As the Google Analytics (Universal Analytics) API is sunsetting on July 1, 2024, you should backfill your data if you wish to still use it. This article shares some of the best practices with backfilling your data in your data warehouse destination, as well as some limitations when working with historical data.
Running a backfill for extensive historical data in Google Analytics can be challenging, especially when dealing with multiple accounts and segments over a long period of time. High transfer speeds can quickly hit API limits, which will slow down the process or cause errors. When running a backfill, Supermetrics balances between the transfer speed and adhering to the data source's API quotas.
To ensure a successful and efficient backfill, you can split data into smaller chunks and make sure that you only pull the data you need.
Instructions
1. Deselect all segments
Unless you have a specific segment you want to transfer, deselect all segments to ensure all data is transferred in the most efficient way.
2. Split the backfill process
Fetching data for an extended period, such as 10 years, for multiple accounts and segments can overwhelm the system data source API. Instead, break down the backfill process into manageable chunks.
Fetch data in short increments
Instead of attempting to retrieve a decade's worth of data in one go, request data year by year or even month by month, depending on how many views you're pulling data from.
If you are facing issues with the volume of the data, we recommend you start by fetching data for example for one month only, starting from the oldest month you want to backup. If that works, fetch the next months 2 months at a time. After each successful backfill, double the date range and work your way up to a date range that works with your data.
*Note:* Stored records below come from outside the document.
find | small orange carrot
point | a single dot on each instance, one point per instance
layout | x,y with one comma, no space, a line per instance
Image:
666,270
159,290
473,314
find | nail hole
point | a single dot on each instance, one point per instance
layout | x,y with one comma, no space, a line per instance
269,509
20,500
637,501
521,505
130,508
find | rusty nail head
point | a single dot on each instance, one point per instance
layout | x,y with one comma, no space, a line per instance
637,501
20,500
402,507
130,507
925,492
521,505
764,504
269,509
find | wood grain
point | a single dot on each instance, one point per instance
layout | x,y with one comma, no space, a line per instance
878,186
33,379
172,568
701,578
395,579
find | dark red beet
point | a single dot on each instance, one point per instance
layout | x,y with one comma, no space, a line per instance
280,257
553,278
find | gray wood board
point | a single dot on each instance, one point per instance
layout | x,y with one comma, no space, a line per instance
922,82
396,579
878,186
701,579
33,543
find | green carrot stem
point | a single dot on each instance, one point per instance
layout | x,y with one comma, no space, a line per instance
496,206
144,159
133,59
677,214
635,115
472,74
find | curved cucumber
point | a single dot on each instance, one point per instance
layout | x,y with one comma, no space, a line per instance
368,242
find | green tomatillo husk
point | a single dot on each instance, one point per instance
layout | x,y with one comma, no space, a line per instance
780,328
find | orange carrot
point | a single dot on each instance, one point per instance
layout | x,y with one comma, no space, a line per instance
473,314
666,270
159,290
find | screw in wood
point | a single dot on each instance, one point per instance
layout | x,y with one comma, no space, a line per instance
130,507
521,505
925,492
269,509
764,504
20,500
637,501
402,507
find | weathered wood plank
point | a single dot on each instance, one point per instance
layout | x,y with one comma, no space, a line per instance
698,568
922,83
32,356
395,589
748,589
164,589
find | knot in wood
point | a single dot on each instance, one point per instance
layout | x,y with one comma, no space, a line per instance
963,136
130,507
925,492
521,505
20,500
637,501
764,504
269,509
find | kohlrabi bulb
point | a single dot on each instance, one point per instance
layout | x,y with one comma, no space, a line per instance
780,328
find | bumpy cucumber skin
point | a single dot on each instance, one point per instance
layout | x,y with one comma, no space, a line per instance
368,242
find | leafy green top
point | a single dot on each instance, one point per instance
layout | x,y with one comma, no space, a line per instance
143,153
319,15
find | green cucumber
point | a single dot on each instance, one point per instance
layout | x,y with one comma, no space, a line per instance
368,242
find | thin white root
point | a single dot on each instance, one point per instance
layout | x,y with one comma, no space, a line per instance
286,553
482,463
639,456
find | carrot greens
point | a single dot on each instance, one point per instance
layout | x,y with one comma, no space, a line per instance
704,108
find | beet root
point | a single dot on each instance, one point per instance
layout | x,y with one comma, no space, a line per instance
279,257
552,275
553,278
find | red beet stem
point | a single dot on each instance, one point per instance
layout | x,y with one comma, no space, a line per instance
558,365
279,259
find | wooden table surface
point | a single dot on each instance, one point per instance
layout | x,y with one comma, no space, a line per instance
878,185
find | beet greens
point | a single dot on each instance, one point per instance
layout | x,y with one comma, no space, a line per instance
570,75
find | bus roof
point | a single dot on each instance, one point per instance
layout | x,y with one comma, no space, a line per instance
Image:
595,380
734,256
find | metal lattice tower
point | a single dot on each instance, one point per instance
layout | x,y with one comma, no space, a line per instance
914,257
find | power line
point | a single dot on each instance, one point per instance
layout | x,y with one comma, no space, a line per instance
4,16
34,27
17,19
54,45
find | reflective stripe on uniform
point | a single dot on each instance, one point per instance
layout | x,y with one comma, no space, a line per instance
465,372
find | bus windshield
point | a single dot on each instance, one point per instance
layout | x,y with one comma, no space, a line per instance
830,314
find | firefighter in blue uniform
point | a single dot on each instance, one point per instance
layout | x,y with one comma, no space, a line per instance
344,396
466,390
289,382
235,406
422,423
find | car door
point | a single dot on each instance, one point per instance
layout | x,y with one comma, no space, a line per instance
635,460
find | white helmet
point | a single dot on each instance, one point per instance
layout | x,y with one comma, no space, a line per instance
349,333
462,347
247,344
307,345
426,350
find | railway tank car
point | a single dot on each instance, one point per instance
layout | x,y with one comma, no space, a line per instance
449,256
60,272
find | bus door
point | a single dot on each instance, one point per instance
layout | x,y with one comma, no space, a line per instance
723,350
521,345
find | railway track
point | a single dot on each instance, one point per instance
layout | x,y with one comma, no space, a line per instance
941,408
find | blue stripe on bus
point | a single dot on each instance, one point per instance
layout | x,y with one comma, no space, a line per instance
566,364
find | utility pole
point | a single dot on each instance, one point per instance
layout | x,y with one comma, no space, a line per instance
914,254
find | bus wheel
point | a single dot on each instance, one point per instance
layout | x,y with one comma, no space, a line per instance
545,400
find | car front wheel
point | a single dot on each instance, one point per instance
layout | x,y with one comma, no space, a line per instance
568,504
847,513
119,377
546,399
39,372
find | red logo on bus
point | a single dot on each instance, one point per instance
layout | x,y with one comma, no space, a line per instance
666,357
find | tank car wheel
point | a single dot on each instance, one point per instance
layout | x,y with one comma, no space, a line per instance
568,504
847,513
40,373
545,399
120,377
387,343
This process helps you find the sweet spot for your data.
For example:
- Run a backfill for the year 2020.
- Once completed, run a backfill for the year 2021.
- Continue this process until all desired years are covered.
Split Google Analytics views or segments into separate pulls
If you're fetching data from multiple Google Analytics views or segments (such as New users or Retained users), process each view or segment separately. This approach reduces the complexity of each request and helps avoid API limitations.
For example, first run a backfill for Account A and then run a backfill for Account B.
Note that you should push the data to separate tables in your data warehouse to avoid overwriting the data.
3. Reduce data dimensionality
Minimizing the amount of data you request can significantly improve the backfill process. You can select what data to use by using Custom table groups.
Drop unnecessary user segments
Simplify your data request by excluding segments that are not crucial for your analysis.
For example, if you are mostly interested in overall traffic, splitting the data up by user segments like New or Recurring users will unnecessarily double the number of requests Supermetrics makes to Google Analytics.
Drop unnecessary dimensions
Evaluate which dimensions are essential for your analysis. Removing non-critical dimensions can streamline the data retrieval process.
For example, if you're not going to use operating system information, excluding that dimension from your table may reduce the data volumes a lot.
Following these guidelines will help you successfully complete your backfill and obtain the historical data you need for your analysis. If you encounter any issues or need further assistance, please reach out to our support team.
Limitations
- Google Analytics limits and quotas on API requests: Google Analytics API has different layers of quota limits, including hourly and daily ones.
- Google data retention policy
- Field limit on dimensions: In data warehouse transfers, it allows fetching 10 dimensions together at maximum when Date field is presented and a single date range data is requested.
- Certain combinations of fields can't be backfilled beyond the data retention period, and users need to remove them to pull very high-level "older" historical data.